Luanda - Angola pediu recentemente explicações ao Gabão sobre a invasão da casa do presidente da Comunidade Económica dos Estados da África Central, em Libreville, o embaixador angolano Gilberto Veríssimo, por parte de homens vestidos com a farda militar do país. As relações entre os dois países, já fragéis depois da tomada de poder do Presidente interino gabonês, o General Brice Nguema, podem degenerar numa crise política regional.

Fonte: RFI

Este incidente diplomático vem adicionar mais uma camada de tensão às já frágeis relações entre Angola e o Gabão. Mesmo próximos geograficamente, os laços entre estes dois Estados africanos que integram a Comunidade Económica dos Estados da África Central têm vindo a deteriorar-se desde a chegada ao poder do General Brice Nguema, após um golpe de Estado no fim de Agosto.

 

Em entrevista à RFI, Osvaldo Mboco, especialista em Relações Internacionais ligado à Universidade Técnica de Angola, considera que Angola está a tentar tudo para perceber o que aconteceu na invasão da casa do embaixador Gilberto Veríssimo.

 

"Angola está a tentar verificar ao máximo que aconteceu. Daí, usando os canais diplomáticas, Angola chamou o embaixador do Gabão acreditado em Angola para manifestar o seu descontentamento e pedir esclarecimentos sobre o que está a acontecer", declarou.

O investigador declara que há "mal-estar" entre o Estado angolano e o novo regime do Gabão. Esse mal-estar ficou patente quando num dos últimos encontros de alto nível da CEEAC, o Presidente João Lourenço e a sua comitiva se retiraram da sala quando o Presidente interino do Gabão, o general Brice Nguema, entrou. Mais, a CEEAC chegou mesmo a propor a mudança temporária da sua sede de Libreville para Malabo, na Guiné Equatorial, devido à natureza inconstitucional do regime instituído no Gabão.

 

Estas desavenças vêm influenciar negativamente as relações entre os dois países que têm importantes laços diplomáticos e comerciais, com Osvaldo Mboco a recear que isto possa abrir uma crise diplomática entre Angola e o Gabão.

 

"Se as autoridades gabonesas não esclarecerem ao máximo que de facto aconteceu com o embaixador Gilberto Veríssimo, isto pode levar a uma maior crispação política que pode levar a uma pressão angolana e retirar mesmo de lá o seu embaixador. Se acontecer mais algum incidente do ponto de vista diplomático e político, podemos assistir a uma crise política profunda entre estes dois Estados. E isso não será bom porque geograficamente estamos próximos e pertencemos ao mesmo bloco regional", declarou.

 

O episódio com o embaixador Gilberto Veríssimo pode também prejudicar a imagem externa do novo regime gabonês, já que a manutenção da segurança de diplomatas acreditados é uma das funções primordiais num Estado de Direito.

 

"O que aconteceu com o embaixador Veríssimo pode dar uma imagem internacional que o Gabão é um país instável com o novo regime e é tão instável que embaixadores e corpos diplomáticos, que estão protegidos pela Convenção de Viena, podem estar em perigo e passar uma imagem de insegurança", indicou Osvaldo Mboco.

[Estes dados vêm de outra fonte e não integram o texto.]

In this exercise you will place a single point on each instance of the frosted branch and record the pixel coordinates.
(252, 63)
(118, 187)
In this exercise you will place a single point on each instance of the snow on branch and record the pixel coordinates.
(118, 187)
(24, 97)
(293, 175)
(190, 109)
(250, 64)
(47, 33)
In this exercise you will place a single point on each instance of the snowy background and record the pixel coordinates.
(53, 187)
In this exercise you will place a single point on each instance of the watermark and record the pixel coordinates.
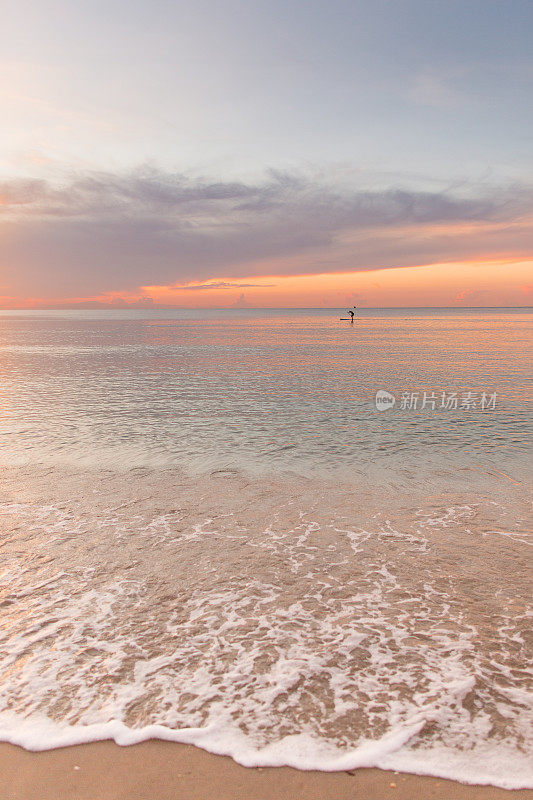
(436, 401)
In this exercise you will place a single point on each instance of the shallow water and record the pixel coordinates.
(210, 534)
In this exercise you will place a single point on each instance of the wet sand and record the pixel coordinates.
(156, 770)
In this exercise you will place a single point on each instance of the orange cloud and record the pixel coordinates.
(497, 282)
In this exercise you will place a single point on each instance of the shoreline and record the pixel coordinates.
(159, 770)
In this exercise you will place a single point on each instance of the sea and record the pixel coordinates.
(270, 533)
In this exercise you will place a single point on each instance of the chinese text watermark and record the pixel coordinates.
(436, 401)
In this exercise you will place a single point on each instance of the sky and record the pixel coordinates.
(237, 153)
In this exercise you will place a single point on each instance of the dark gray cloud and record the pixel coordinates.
(114, 232)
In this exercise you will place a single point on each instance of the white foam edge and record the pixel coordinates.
(487, 765)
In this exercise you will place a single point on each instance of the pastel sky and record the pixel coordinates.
(266, 153)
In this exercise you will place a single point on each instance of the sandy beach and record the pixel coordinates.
(156, 770)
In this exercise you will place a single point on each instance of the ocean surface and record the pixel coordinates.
(210, 533)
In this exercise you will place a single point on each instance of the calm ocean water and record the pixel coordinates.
(211, 534)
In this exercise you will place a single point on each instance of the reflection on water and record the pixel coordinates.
(361, 600)
(265, 391)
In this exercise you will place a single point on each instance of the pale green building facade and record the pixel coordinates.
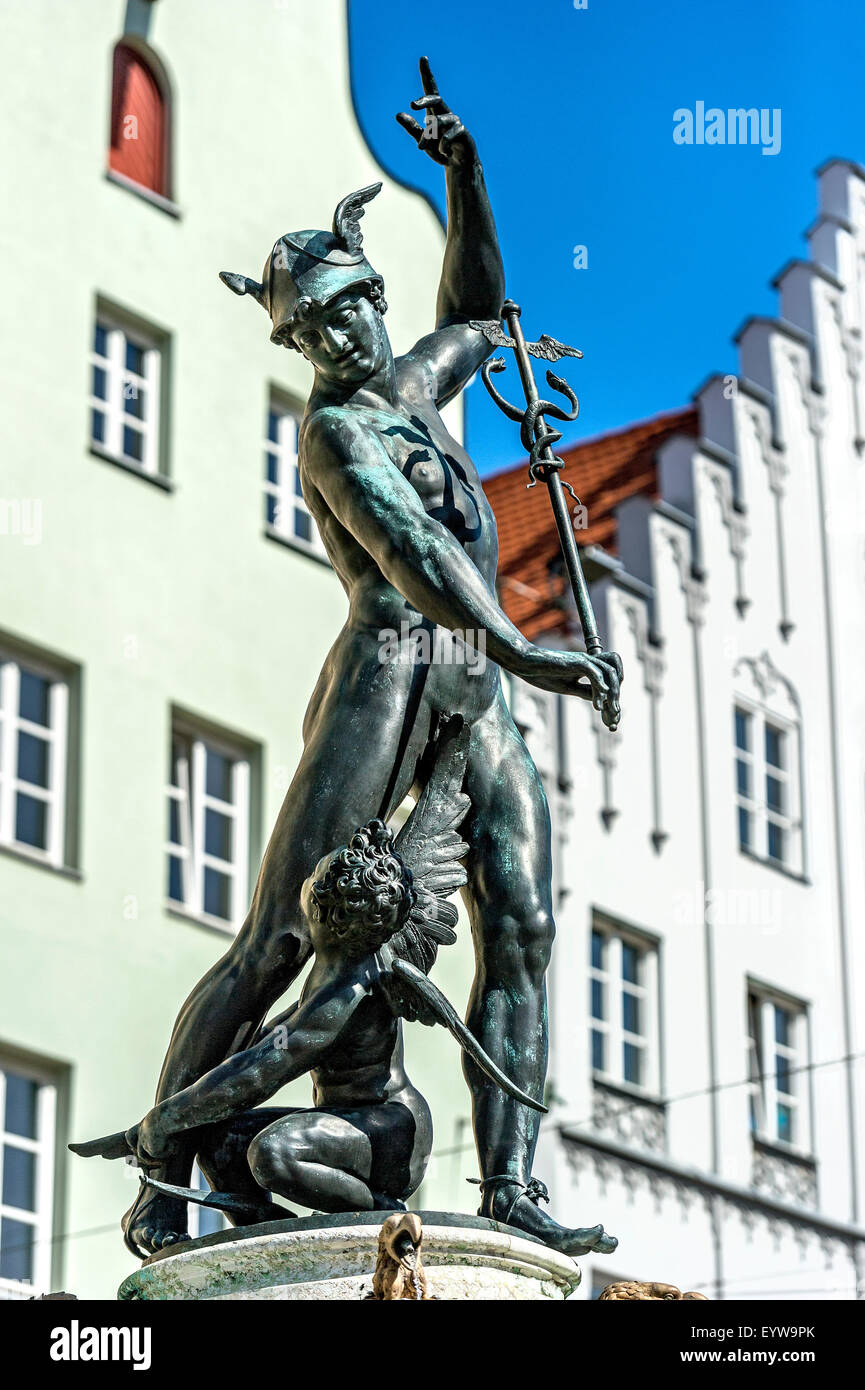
(166, 610)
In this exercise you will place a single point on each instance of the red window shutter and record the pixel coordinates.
(138, 123)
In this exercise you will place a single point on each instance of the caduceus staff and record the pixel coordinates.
(538, 438)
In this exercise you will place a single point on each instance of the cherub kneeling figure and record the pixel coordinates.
(377, 912)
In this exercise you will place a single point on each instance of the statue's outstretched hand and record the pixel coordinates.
(442, 135)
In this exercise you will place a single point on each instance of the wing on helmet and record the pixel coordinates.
(346, 218)
(433, 1007)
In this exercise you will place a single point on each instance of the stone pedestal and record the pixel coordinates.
(334, 1257)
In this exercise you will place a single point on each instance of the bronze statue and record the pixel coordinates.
(410, 535)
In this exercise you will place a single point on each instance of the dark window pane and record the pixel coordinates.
(34, 759)
(18, 1178)
(134, 444)
(785, 1123)
(743, 729)
(135, 399)
(15, 1248)
(31, 820)
(21, 1096)
(775, 747)
(782, 1075)
(776, 843)
(597, 1000)
(175, 879)
(633, 1064)
(217, 894)
(180, 756)
(217, 834)
(135, 359)
(34, 698)
(630, 963)
(630, 1014)
(219, 776)
(775, 794)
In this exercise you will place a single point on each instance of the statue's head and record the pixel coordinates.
(323, 296)
(360, 895)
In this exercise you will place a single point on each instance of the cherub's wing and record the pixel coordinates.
(430, 847)
(431, 1007)
(110, 1146)
(492, 331)
(551, 349)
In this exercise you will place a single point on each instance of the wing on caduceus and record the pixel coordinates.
(551, 349)
(431, 849)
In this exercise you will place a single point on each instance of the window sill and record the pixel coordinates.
(164, 205)
(776, 865)
(159, 480)
(298, 546)
(200, 919)
(776, 1148)
(626, 1091)
(38, 861)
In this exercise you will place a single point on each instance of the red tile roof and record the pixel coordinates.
(602, 471)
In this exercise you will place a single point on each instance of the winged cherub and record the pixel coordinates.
(377, 911)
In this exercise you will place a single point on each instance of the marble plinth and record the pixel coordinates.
(334, 1257)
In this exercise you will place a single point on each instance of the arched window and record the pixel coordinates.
(768, 755)
(139, 121)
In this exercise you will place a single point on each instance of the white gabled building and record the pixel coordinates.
(707, 986)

João Lourenço resiste a legitimar golpistas

Desde o golpe de Estado levado a cabo por militares no Gabão no final de Agosto que depôs o Presidente Ali Bongo, João Lourenço tem mantido as suas distâncias em relação ao novo líder do país, o general Brice Nguema. Num périplo onde visitou vários líderes africanos, Nguema não foi recebido em Luanda.

 

"O que aconteceu no Gabão foi uma alteração à ordem constitucional, houve um golpe de Estado e o Estado angolano entende que em circunstâncias do género, não pode legitimar actos desta natureza. A legitimização dos golpes de Estado em África acontece quando há um apoio popular internamente e, do ponto de vista externo, quando os governos que chegaram ao poder através de golpes de Estado são recebidos por Governos ou Presidentes democraticamente eleitos", indicou Osvaldo Mboco.

 

Luanda tem estado na linha da frente na mediação de vários conflitos africanos e também em diferentes processos de transição democrática após uma onda de golpes de Estado ter deposto os regimes em vigor no Mali, Burkina Faso, Niger ou Guiné. João Lourenço tem-se mostrado firmemente contra estas mudanças repentinas e pelos longos períodos de transições impostos pelos golpistas.

 

"O Presidente João Lourenço não quer estar no grupo dos presidente que legitimam golpes de Estado", concluiu Mboco.